Cette décision fait suite à la dégradation de la situation sécuritaire dans la région de Kidal (nord), née des affrontements de la mi-août entre la Plateforme pro-gouvernmentale composée de groupes d'autodéfense et la CMA, deux groupes armés signataires de l'accord pour la paix et la réconciliation au Mali, issu des négociations entamées en juillet 2014 à Alger.
La CMA, citée par les médias maliens, a déclaré que la suspension de sa participation au Comité de suivi se poursuivra jusqu'au retrait de ses rivaux du Groupe d'autodéfense touaregs Imgad et alliés (GATIA, qui fait partie de la Plateforme), des positions que la CMA occupaient avant la signature de l'accord de paix de juin 2015.

Le porte-parole de la CMA, Almou Ag Mohamed, cité par Studio Tamani, a fait remarquer que la CMA "ne s'est pas retirée du Comité de suivi, ni de l'accord, elle s'est retirée des activités du comité de suivi".
Selon lui, "l'effectivité de la mise en œuvre de l'accord n'est pas possible en l'état actuel des choses".

Dans un communiqué publié lundi soir, le gouvernement malien estime que les motifs d'une telle décision "doivent faire l'objet d'échanges entre les parties prenantes sans pouvoir justifier en aucune façon la rupture du processus".

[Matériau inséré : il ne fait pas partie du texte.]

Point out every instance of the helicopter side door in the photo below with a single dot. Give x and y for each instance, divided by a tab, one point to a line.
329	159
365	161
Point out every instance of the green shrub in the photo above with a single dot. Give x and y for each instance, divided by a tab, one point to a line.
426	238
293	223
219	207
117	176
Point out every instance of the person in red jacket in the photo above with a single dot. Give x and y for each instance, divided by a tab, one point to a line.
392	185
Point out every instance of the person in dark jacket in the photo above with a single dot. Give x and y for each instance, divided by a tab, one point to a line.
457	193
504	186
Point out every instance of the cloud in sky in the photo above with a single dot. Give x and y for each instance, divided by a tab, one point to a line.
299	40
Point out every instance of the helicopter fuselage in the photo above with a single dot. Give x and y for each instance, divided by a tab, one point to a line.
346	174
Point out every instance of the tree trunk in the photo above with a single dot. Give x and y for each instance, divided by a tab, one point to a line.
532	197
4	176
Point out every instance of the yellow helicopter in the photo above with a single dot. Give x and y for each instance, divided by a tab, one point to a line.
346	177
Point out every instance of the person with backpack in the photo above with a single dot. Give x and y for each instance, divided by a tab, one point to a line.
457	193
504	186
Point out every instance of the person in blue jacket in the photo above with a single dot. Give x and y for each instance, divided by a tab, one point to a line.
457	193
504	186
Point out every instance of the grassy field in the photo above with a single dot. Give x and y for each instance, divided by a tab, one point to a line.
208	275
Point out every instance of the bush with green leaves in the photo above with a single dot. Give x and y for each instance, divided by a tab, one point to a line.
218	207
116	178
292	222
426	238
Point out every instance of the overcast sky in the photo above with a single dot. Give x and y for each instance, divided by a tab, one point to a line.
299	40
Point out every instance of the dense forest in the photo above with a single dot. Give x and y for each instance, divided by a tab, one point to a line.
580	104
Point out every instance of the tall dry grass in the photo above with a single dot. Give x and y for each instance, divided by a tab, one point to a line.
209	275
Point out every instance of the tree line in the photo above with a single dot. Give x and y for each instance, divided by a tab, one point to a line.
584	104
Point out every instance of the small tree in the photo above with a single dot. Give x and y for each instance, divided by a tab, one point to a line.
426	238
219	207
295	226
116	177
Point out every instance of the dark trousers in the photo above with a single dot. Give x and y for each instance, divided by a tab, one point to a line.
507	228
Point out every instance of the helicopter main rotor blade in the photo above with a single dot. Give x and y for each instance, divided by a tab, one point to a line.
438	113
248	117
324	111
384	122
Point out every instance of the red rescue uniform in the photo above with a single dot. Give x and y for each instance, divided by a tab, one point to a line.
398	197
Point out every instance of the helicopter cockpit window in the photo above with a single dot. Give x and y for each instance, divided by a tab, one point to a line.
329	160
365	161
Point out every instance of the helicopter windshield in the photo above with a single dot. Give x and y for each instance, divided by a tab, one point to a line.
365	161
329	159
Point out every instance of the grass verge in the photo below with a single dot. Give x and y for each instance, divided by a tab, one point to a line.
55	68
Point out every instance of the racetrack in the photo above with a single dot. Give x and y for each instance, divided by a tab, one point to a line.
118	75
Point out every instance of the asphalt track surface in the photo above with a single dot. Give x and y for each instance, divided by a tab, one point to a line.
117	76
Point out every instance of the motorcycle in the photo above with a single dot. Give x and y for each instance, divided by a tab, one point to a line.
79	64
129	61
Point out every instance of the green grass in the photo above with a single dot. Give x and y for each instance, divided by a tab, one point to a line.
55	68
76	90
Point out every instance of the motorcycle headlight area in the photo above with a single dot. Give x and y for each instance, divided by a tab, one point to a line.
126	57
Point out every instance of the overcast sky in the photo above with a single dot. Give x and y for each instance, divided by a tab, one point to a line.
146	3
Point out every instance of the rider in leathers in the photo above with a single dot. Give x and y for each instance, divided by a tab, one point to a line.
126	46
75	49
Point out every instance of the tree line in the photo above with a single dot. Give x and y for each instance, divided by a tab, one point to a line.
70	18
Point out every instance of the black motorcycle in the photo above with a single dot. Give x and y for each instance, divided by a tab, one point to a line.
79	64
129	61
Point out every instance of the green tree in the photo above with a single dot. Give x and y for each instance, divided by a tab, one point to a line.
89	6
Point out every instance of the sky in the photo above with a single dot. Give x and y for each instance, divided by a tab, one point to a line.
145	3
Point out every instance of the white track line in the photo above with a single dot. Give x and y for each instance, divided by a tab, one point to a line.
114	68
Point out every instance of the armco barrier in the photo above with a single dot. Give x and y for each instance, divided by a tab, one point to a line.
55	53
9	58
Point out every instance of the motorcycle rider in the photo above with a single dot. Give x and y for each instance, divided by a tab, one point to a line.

"A cet égard, le gouvernement apprécie la position de l'équipe de médiation, qui consiste à s'engager pleinement dans la poursuite de la mise en œuvre de l'Accord et à poursuivre ses travaux en conséquence", ajoute le texte.

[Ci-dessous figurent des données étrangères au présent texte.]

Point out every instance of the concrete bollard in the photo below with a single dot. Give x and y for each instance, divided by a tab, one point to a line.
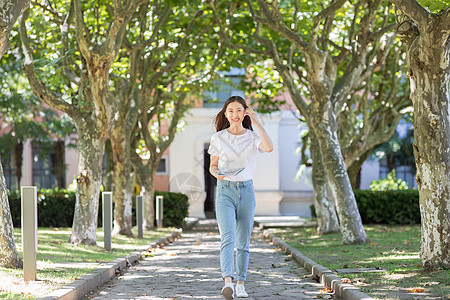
159	211
139	215
107	218
29	232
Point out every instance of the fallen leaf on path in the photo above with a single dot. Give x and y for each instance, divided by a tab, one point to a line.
432	283
346	280
416	290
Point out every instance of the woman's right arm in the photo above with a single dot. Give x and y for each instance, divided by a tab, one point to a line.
214	169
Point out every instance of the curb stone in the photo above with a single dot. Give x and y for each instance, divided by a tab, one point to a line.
325	276
89	282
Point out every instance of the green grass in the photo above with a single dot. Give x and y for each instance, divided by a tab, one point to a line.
59	263
393	248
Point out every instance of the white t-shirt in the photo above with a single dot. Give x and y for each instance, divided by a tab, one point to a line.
235	152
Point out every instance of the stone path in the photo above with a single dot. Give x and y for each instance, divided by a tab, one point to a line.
189	269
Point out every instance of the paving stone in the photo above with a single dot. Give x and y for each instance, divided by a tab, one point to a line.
189	269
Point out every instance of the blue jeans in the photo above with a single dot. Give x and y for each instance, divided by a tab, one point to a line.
235	209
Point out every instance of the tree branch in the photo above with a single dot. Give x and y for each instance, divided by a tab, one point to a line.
38	87
415	11
80	29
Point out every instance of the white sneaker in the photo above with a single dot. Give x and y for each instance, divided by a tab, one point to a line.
240	291
228	291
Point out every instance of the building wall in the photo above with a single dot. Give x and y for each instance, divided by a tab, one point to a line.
187	163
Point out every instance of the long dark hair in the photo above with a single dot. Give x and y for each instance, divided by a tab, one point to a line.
221	121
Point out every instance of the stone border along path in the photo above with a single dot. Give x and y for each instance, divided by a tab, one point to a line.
331	280
89	282
189	269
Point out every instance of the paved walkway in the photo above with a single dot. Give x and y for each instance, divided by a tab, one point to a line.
189	269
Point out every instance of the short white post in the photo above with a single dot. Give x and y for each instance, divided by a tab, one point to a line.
139	215
107	218
159	211
29	232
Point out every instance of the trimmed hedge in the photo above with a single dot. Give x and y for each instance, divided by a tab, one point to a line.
387	207
56	208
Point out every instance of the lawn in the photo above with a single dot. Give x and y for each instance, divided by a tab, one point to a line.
59	263
394	251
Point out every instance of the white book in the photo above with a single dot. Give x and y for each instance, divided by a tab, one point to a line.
232	172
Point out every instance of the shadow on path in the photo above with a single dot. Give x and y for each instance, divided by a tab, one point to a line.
189	269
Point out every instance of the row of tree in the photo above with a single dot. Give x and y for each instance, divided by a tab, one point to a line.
115	68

Le gouvernement malien a lancé un appel aux deux signataires (la CMA et la Plateforme) aujourd'hui en conflit pour qu'ils "considèrent que la réussite de l'œuvre de restauration de la paix relève d'abord de la responsabilité des Maliens".
Il les invite à poursuivre un "dialogue sincère" afin de permettre au pays de répondre à l'attente des populations maliennes de continuer à bénéficier de la confiance et de l'accompagnement de la communauté internationale.